For those of you who have written MPI, this is kind of like that, except you don't have to write MPI!If you would like to know more about basic Dask syntax, check out my blog post on Parallelizing For Loops with Dask.

Dask Syntax

Normally when using dask you wrapped dask.delayed around a function call, then when all those are queued up tell dask to compute your results. This is great, and I really like this syntax, but what about when you are fed a list of tasks and need to somehow feed these to Dask?

That is where a HighLevelGraph comes in!

Dask HighLevelGraphs

Dask HighLevelGraphs allow you to define a data structure that is essential a series of jobs. Each one of those jobs has one or more tasks. You can also think of your jobs as being a bucket for your tasks. Each task in a job can be executed in parallel, meaning tasks within a job must not be dependent upon one another!

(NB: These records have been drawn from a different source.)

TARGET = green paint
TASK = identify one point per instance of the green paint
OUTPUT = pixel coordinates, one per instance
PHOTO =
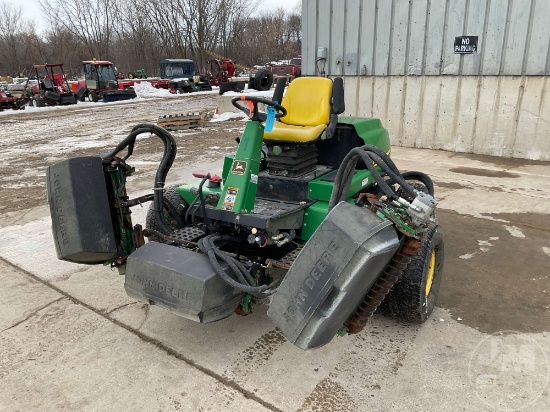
(239, 192)
(313, 217)
(370, 130)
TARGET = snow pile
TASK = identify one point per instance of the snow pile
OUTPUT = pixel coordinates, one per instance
(145, 89)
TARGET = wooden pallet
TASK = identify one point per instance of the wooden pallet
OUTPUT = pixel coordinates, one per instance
(184, 121)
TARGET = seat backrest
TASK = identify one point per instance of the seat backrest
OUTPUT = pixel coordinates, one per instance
(307, 101)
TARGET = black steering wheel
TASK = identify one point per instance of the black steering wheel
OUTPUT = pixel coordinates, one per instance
(255, 115)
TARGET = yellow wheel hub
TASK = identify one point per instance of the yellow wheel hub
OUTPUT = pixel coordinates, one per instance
(431, 271)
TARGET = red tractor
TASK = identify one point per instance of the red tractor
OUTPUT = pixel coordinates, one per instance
(222, 71)
(52, 88)
(100, 83)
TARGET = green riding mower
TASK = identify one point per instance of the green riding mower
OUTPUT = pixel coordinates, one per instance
(311, 217)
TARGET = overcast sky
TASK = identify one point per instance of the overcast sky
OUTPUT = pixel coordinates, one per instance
(31, 8)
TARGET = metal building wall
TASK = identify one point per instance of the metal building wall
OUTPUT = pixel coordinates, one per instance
(398, 63)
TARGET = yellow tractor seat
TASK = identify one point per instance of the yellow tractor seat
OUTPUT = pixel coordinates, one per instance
(308, 103)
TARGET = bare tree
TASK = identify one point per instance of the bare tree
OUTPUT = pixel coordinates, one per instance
(89, 21)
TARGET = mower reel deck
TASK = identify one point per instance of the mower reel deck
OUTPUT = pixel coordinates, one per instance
(323, 248)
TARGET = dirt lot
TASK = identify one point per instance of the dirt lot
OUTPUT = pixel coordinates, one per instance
(494, 213)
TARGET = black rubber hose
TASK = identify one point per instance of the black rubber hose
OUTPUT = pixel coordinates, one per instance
(370, 155)
(166, 162)
(387, 165)
(395, 176)
(208, 246)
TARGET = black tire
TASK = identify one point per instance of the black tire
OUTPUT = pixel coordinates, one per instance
(179, 205)
(407, 300)
(263, 79)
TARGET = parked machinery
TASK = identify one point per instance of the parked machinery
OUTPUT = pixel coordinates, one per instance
(310, 216)
(100, 83)
(52, 87)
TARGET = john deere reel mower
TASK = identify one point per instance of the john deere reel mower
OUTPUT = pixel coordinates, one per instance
(310, 216)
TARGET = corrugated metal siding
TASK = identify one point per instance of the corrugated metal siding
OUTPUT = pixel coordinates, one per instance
(416, 37)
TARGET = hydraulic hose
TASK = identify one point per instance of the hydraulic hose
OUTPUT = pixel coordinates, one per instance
(166, 162)
(374, 158)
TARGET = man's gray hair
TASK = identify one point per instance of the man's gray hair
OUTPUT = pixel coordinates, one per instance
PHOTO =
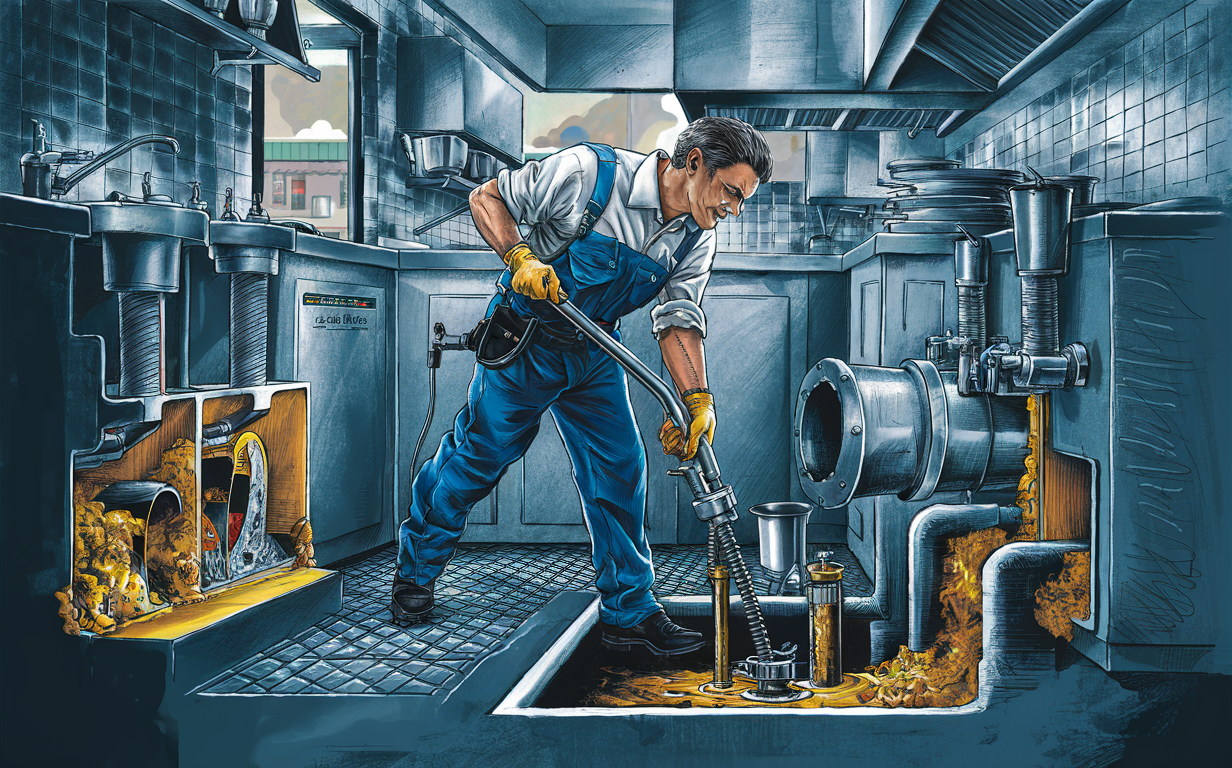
(725, 142)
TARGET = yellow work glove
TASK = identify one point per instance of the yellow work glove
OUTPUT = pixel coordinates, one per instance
(701, 413)
(532, 277)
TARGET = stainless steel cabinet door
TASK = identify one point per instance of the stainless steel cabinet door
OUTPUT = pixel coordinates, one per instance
(340, 349)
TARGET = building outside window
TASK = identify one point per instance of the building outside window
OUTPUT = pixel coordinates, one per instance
(298, 191)
(308, 130)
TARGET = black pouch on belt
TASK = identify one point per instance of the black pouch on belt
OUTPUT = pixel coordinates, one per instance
(502, 337)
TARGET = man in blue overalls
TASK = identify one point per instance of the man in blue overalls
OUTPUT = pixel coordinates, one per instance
(612, 231)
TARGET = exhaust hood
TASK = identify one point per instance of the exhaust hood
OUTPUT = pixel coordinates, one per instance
(444, 88)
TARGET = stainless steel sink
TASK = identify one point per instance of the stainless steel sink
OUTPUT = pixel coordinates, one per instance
(141, 243)
(249, 247)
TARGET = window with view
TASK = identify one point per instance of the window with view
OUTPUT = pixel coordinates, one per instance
(308, 127)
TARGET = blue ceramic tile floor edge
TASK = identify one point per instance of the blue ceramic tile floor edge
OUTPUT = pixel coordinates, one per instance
(486, 594)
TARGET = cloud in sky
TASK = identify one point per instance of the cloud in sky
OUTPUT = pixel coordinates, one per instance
(322, 131)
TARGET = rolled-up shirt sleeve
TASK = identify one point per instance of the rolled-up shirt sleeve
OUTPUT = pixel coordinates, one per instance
(679, 303)
(548, 197)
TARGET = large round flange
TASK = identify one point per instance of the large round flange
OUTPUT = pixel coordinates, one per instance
(829, 434)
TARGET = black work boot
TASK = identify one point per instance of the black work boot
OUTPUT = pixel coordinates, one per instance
(658, 634)
(410, 603)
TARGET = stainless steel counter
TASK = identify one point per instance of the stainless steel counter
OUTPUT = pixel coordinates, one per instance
(44, 215)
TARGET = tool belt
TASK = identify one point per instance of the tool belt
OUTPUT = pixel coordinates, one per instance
(502, 337)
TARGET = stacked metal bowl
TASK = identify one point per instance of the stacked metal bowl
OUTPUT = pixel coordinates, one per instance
(932, 195)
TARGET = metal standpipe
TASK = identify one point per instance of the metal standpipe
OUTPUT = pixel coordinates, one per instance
(713, 501)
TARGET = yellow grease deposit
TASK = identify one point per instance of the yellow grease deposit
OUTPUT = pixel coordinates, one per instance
(173, 546)
(946, 674)
(216, 494)
(106, 589)
(681, 688)
(1066, 596)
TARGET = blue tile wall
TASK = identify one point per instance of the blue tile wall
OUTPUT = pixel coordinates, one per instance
(96, 74)
(776, 220)
(1151, 118)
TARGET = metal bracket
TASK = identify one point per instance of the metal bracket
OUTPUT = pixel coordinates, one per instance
(234, 58)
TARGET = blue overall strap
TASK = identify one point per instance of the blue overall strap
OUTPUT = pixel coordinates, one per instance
(604, 183)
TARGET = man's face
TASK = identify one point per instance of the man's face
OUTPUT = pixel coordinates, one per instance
(713, 197)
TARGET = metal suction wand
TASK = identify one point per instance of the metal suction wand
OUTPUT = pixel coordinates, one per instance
(713, 501)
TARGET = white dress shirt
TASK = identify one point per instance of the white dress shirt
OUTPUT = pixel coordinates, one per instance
(548, 197)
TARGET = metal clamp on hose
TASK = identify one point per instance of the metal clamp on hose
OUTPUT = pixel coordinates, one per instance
(717, 506)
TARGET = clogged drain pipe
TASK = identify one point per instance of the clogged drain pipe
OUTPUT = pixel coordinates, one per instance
(713, 501)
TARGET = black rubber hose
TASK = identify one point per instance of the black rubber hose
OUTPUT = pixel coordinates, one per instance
(744, 584)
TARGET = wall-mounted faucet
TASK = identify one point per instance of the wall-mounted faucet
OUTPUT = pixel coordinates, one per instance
(40, 168)
(38, 164)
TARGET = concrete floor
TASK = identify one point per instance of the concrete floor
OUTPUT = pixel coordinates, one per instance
(1069, 714)
(483, 597)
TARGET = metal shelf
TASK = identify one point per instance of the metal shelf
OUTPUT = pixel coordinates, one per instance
(456, 185)
(232, 44)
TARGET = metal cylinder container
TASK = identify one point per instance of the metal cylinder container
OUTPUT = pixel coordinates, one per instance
(971, 277)
(1041, 243)
(141, 344)
(721, 591)
(249, 329)
(1083, 187)
(824, 593)
(1041, 227)
(781, 533)
(865, 430)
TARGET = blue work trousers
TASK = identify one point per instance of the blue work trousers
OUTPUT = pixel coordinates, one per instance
(587, 393)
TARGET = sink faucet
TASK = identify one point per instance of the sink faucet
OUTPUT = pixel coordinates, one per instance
(60, 186)
(37, 165)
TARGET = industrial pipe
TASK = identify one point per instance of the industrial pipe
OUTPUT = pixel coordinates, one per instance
(928, 533)
(865, 430)
(1014, 644)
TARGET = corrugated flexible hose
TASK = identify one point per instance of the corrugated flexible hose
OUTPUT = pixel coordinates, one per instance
(249, 337)
(141, 343)
(744, 586)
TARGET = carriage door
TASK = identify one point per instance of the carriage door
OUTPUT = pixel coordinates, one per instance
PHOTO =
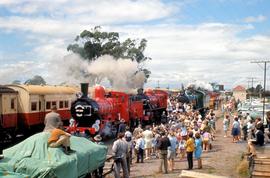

dask highlevel graph jobs and tasks

Then you define your job dependencies and COMPUTE!

Here we are task-2 depends upon task-1.

We can also have Dask draw this out for us using graphviz (more on that below).

Dask Dependency

Let's see some Code!

Now that we've laid down the foundations let's execute some code!

from dask.highlevelgraph import HighLevelGraph
from dask.distributed import Client

# Get the scheduler from the docker compose service 'scheduler'
client = Client('scheduler:8786')

###########################################################
# Example 1 - A Simple Graph
# with two jobs and two tasks per job
###########################################################


def task1(arg1):
    return arg1


def task2(arg2):
    return arg2


layers = {
    'task-1': {
        'task-1-1': (task1, 'arg1'),
        'task-1-2': (task1, 'arg2')
    },
    'task-2': {
        'task-2-1': (task1, 'arg1'),
        'task-2-2': (task1, 'arg2')
    }
}

dependencies = {
    'task-1': set(),
    'task-2': {'task-1'}
}

graph = HighLevelGraph(layers, dependencies)

graph.visualize(filename='graph-1.svg')
print(client.get(graph, 'task-2-2'))
Python

We have our layers, or our jobs plus tasks, and the dependencies. Once we have that the world is ours!

Using graph.visualize() gets you the image I showed earlier, that maps out all of your dependencies.

From there, call client.get(graph, 'name-of-task'), and it will get you the result from that task!